Thursday, December 31, 2009
So, it's another year (another decade in fact). This time ten years ago I was with my partner, Casey, and some friends to welcome in the new Millennium. We were confident that Y2K wasn't going to hit, that the world as we knew it would go on and we believed in the lasting power of friendship. That evening we used my trusty old Toyota, Helga, to get to one of the world's most beautiful west-facing beaches, Piha. As the sun went down we fired Roman candles into the sky, made sand-fairies and stayed up playing board games all night. Before dawn we drove to eastern-facing Long Bay to watch the sun rise. It felt raw and new then, the clouds searing apricot-pink on my retina, despite the fact it was just another day.
Fast forward and now Helga is gone and I'm on to my fourth car. The world's future is pretty uncertain. Casey is gone too, leaving me pushing words in his wake. I have found a new love, who is with me now. It feels so good to hold him and feel his solidity, his realness. My friendships remain, so at least I was right about one thing.

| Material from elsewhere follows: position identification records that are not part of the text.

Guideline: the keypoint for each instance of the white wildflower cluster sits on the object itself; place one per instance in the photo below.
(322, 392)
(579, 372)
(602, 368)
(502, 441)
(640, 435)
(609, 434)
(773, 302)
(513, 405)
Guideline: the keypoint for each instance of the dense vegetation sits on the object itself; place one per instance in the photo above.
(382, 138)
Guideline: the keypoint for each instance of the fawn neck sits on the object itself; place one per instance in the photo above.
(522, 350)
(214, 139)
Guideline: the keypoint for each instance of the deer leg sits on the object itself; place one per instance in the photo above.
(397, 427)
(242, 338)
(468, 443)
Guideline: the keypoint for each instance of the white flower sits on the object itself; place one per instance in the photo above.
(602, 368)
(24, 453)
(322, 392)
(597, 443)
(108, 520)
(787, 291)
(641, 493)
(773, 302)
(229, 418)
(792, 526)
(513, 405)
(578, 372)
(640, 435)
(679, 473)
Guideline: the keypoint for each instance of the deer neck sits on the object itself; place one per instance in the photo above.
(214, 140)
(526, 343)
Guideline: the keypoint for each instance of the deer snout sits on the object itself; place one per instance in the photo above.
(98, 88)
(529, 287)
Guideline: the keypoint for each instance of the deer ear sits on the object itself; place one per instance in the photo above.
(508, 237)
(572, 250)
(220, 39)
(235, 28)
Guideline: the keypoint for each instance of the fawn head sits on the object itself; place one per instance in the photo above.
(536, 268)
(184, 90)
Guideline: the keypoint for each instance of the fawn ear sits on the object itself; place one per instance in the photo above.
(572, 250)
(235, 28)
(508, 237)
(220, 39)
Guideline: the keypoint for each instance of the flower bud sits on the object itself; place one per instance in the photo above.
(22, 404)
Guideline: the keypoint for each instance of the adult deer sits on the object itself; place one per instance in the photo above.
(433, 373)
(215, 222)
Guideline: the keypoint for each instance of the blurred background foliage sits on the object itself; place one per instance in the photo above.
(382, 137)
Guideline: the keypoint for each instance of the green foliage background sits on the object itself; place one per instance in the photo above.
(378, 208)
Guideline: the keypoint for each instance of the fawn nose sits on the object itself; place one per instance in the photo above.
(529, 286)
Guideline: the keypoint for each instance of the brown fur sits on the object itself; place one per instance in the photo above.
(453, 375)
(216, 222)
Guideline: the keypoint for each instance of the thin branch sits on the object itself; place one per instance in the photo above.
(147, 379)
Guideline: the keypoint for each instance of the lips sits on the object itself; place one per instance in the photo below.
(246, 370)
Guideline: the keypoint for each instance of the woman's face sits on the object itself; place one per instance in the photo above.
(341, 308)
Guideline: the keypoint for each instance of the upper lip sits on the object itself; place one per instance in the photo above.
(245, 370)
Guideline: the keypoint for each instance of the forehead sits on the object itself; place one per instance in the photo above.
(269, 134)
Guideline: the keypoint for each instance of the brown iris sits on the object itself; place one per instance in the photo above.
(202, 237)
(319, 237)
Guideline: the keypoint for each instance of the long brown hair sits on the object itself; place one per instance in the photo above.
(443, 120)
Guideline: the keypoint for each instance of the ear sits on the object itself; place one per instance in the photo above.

I promised that before the start of this next year, I would make a list of things I would prioritise. Not saying yes to every opportunity that comes my way has been one of the hardest skills for me to learn, and it's fair to say that I'm still learning. But this last year has been hectic, too hectic most likely, and I need to slow a little and take time for the important projects. So here they are:
1. My play, The Bone Feeder.
2. My novel, The Colour of Rice.
3. Working as a researcher and writing papers in Growing Up in NZ.
4. Working as a paediatrician.
I think that's enough, although there are a few small writing and organising projects I've already promised people. I hope they will be just that, small and time-limited. That I will have enough discipline to work on the big (and daunting) things, to do them justice. And that at some stage in the next 24 hours I will have a few moments to sit on a beach, listen to the sea, and ponder.